I find unavailing Plaintiff's argument that the ALJ did not build a logical bridge between her finding and the evidence. (See Doc. 21 at 13; Doc. 23 at 3). The ALJ is under no obligation to “bridge” every piece of evidence she finds inconsistent with a specific opinion. In fact, the regulations suggest the opposite. See C.F.R. §§ 404.1520c(b)(1), 416.920c(b)(1). The regulations do not require the ALJ to explain her consideration of the consistency and supportability of each opinion from the same source individually. 20 C.F.R. §§ 404.1520c(b)(1), 416.920c(b)(1). Nothing requires the ALJ to discuss every piece of evidence so long as the decision does not broadly reject evidence in a way that prevents meaningful judicial review.

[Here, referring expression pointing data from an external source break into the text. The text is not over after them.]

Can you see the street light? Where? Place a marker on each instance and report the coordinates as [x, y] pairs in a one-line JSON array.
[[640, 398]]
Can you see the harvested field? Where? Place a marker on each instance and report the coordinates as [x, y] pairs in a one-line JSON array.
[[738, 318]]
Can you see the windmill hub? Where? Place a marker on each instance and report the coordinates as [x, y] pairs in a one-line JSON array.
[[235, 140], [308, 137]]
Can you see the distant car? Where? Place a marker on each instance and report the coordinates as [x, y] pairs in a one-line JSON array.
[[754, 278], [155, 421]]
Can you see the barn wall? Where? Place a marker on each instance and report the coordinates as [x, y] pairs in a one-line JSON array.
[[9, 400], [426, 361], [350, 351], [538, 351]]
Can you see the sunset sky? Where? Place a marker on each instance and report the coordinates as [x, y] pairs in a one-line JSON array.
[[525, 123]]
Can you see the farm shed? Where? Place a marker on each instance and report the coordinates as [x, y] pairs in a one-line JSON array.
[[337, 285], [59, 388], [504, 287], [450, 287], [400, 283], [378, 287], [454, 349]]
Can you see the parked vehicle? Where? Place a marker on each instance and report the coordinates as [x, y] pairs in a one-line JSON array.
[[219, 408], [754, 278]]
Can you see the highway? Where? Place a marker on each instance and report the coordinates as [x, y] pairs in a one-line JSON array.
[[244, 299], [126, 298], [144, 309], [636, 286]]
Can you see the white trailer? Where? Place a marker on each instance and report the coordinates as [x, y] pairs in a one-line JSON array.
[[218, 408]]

See Dyer v. Barnhart, 395 F.3d 1206, 1211 (11th Cir. 2005); see also 20 C.F.R. §§ 404.1520c(b)(1), 416.920c(b)(1). Ultimately, I find that the ALJ fully and explicitly addressed the basis for her finding that Dr. Reddy's opinion was unpersuasive. (Tr. 31; see also Tr. 23-29).

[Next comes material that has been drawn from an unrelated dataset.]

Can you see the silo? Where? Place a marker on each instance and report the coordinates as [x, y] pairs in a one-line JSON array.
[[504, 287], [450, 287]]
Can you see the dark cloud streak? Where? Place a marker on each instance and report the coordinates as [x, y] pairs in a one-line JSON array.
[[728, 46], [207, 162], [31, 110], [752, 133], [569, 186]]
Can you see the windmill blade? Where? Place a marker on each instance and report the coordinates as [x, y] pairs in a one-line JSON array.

It is noteworthy that Plaintiff does not point to any of Dr. Reddy's treatment notes as support for Dr. Reddy's opinions set forth in her Treating Source Statement. Rather, she points only to the Treating Source Statement itself. However, even assuming Plaintiff provided ample evidentiary support for her allegations that her conditions and resulting limitations are disabling, which is debatable, the Court cannot re-weigh evidence and its scope of review is limited. See Moore v. Barnhart, 405 F.3d 1208, 1213 (11th Cir. 2005) (“To the extent that Moore points to other evidence which would undermine the ALJ's RFC determination, her contentions misinterpret the narrowly circumscribed nature of our appellate review, which precludes us from ‘re-weigh[ing] the evidence or substitut[ing] our own judgment for that [of the Commissioner]' ....”) (alteration in original). When reviewing an ALJ's decision, the Court's job is to determine whether the administrative record contains enough evidence to support the ALJ's factual findings. See 42 U.S.C. § 405(g); Biestek v. Berryhill, U.S.; 139 S.Ct. 1148, 1154 (2019). “And whatever the meaning of ‘substantial' in other contexts, the threshold for such evidentiary sufficiency is not high.” Id. In other words, the Court is not permitted to reweigh the evidence or substitute its own judgment for that of the ALJ even if it finds the evidence preponderates against the ALJ's decision. See Bloodsworth, 703 F.2d at 1239. Here the ALJ's analysis complies with the new regulations and the administrative record contains enough evidence to support the ALJ's factual findings. See 20 C.F.R. §§ 404.1520c(b)(1), 416.920c(b)(1). Thus, I find that the ALJ did not err in evaluating the persuasiveness of Dr. Reddy's opinion.
IV. Conclusion
Accordingly, after consideration, it is hereby
ORDERED:
1. The decision of the Commissioner is affirmed. 2. The Clerk is directed to enter final judgment in favor of the Commissioner and close the case.